Uma Bharti
Uma Bharti, a female leader of the BJP (Bharatiya Janata Party, Indian People’s Party), was born in a village in the district of Tikamgarh (Madhya Pradesh), to a poor peasant family. As a child, she developed an ability to read and recite Hindu epics. She joined the VHP (Vishwa Hindu had, World Hindu Council) at the age of eight. With the support of her political mentor, Rajmata Vijayraje Scindia, she joined the BJP, and contested the 1984 Lok Sabha elections, at the age of twenty-five. She was presented as a sadhvi (a religious woman having renounced the world). Known for her outspokenness, she acquired national stature for her involvement in the Ramjanmabhoomi campaign (which was mobilizing support in favor of the Hindu claim of the Babri Masjid site and of the construction of a temple dedicated to the Hindu god Ram) during the 1990s. Her slogan; “Ram-Lala Ham Aaenge, Mandir Vahi Banaenge” (“Dear Ram, come we will, build a temple there we will”), galvanized the crowds.
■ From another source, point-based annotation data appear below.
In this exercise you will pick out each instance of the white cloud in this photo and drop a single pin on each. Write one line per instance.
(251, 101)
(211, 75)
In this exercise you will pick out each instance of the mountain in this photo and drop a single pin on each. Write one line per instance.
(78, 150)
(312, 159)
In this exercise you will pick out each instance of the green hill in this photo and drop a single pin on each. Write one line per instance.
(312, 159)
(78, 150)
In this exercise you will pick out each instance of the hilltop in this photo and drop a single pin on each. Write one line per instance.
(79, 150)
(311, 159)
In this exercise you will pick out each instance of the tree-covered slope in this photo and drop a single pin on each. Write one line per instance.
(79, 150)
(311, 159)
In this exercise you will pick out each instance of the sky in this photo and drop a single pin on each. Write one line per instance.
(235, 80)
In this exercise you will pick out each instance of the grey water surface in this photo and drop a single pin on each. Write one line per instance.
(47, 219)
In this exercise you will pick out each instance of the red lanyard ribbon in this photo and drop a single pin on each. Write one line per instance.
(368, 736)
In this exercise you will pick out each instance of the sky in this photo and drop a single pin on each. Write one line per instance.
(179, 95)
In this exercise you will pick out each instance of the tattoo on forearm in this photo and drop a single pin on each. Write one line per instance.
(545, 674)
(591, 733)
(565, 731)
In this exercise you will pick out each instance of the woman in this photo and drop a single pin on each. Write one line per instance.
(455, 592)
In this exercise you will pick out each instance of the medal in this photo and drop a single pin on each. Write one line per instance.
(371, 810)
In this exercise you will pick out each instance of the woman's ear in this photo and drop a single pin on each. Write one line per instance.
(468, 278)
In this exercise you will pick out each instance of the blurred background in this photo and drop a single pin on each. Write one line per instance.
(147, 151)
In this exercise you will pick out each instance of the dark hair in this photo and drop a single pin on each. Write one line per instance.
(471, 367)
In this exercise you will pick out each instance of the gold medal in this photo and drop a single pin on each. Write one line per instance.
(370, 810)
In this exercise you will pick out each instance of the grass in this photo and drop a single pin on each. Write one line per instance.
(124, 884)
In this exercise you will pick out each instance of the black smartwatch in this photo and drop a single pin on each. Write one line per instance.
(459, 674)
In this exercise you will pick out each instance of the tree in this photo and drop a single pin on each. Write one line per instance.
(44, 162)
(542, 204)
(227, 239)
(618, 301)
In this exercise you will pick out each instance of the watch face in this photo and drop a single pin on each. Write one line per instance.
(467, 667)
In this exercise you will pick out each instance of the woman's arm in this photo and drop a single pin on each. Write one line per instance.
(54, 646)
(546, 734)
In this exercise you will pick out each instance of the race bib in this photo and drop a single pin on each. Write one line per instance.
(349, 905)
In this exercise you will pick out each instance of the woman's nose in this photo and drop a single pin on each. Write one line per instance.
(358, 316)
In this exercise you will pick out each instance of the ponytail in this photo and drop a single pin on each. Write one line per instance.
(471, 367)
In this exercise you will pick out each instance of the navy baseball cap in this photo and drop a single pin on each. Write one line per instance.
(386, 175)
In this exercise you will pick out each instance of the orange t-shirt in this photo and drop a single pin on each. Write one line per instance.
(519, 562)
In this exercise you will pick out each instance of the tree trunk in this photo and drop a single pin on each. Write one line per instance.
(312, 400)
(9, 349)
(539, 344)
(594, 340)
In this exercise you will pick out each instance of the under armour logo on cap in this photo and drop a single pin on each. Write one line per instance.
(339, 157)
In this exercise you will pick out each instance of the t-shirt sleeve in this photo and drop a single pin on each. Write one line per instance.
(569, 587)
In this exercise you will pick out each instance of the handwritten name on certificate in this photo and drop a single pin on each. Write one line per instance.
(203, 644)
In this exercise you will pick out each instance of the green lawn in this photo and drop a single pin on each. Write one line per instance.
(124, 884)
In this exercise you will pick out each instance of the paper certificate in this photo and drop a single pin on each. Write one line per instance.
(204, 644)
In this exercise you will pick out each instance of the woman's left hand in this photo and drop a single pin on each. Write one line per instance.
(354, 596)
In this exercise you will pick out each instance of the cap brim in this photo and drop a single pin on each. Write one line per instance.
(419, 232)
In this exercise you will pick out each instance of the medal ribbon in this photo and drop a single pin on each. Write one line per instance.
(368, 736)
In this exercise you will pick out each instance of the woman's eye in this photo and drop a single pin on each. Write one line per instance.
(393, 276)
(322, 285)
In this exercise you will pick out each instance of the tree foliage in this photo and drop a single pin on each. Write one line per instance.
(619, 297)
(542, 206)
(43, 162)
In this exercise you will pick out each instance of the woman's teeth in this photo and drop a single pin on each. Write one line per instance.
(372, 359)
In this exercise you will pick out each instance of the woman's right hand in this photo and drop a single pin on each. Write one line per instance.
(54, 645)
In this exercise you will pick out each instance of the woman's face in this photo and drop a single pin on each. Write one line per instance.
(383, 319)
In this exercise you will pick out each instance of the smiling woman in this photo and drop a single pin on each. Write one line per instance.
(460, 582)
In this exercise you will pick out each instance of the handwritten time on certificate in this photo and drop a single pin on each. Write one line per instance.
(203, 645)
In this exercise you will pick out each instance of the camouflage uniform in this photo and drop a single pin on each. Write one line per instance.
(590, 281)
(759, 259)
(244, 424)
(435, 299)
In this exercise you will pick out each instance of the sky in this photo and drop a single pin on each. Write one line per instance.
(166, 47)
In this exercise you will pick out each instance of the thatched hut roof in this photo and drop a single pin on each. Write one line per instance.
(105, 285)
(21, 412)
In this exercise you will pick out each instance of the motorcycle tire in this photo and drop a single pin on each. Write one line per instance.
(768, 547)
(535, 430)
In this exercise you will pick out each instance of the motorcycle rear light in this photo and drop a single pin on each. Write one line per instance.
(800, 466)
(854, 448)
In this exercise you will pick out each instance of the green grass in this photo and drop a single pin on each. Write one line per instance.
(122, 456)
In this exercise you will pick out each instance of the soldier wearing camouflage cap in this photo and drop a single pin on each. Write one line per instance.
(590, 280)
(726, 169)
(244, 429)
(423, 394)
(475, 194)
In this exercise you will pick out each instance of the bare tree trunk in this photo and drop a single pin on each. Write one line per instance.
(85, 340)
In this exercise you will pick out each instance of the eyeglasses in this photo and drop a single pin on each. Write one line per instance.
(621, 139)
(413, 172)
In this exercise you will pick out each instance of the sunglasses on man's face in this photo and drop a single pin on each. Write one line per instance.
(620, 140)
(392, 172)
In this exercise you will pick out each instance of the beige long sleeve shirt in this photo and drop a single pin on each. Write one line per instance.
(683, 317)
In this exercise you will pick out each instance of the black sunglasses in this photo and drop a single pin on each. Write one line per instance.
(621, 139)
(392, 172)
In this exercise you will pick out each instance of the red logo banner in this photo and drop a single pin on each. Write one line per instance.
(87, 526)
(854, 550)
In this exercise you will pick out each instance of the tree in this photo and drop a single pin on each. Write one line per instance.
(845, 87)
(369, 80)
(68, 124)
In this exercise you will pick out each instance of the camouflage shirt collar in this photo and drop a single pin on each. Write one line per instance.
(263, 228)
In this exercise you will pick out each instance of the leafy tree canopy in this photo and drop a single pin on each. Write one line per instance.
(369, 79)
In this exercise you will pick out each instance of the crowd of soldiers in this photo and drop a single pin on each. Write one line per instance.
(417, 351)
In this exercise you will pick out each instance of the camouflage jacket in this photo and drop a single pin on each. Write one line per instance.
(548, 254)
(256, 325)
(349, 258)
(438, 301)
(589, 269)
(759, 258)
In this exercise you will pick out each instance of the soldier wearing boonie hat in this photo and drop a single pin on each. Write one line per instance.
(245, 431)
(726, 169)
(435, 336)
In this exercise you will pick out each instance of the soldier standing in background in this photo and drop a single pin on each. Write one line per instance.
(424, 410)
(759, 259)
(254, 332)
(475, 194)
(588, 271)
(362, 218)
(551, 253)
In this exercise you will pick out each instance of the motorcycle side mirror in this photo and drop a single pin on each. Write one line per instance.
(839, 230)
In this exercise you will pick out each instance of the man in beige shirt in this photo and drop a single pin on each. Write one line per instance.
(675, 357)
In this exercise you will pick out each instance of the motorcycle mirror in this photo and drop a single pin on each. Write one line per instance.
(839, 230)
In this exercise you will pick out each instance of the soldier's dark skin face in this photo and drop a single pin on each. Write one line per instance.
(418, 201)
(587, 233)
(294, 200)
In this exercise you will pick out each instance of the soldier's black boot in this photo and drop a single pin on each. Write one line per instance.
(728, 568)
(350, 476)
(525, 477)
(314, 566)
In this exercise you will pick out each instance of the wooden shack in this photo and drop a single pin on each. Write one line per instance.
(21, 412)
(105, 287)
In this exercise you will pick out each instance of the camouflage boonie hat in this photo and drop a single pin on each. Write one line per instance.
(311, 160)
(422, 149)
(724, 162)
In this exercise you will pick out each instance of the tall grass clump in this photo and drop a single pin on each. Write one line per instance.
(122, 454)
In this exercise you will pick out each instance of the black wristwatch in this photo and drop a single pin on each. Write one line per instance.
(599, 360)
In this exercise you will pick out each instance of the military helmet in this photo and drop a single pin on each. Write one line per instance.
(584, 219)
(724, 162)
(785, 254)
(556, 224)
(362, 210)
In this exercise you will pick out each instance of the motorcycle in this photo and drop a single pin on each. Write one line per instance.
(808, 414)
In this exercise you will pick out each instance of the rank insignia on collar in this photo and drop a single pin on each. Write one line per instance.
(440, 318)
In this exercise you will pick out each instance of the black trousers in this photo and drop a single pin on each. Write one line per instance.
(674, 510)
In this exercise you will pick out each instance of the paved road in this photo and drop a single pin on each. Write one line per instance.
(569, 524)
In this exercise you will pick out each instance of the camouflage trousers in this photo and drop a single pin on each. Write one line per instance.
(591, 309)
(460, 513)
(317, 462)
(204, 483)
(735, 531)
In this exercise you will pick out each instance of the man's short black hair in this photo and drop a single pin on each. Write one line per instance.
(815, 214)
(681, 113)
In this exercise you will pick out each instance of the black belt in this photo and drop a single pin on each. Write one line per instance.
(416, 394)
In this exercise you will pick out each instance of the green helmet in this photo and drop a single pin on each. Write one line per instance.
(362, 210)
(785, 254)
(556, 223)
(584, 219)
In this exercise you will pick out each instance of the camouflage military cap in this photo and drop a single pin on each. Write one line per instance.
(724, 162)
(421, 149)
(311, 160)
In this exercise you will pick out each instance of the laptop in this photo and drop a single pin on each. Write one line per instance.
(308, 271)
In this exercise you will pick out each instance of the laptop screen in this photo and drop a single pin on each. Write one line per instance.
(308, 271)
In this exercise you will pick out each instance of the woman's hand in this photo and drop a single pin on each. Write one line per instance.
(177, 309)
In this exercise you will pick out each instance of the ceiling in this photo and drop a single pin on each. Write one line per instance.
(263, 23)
She was among the BJP personalities who led the kar sevaks (volunteers) during the demolition of the Babri Masjid on 6 December 1992. In 2003, the BJP’s sweeping victory in the assembly elections of Madhya Pradesh allowed her to become chief minister. She was forced to resign in 2004 when an arrest warrant was issued against her for her involvement in the Hubli agitation that had led to riots in 1994. She was expelled from the BJP for indiscipline in 2005, undertook a yatra from Bhopal (Madhya Pradesh) to Ayodhya, and tried to launch her own party, the Bharatiya Janshakti Party. After six years however, she returned to the BJP.
JAFFRELOT, Christophe. 1996. The Hindu Nationalist Movement and Indian Politics: 1925 to the 1990s, Strategies of identity-building, implantation and mobilisation. London: C. Hurst.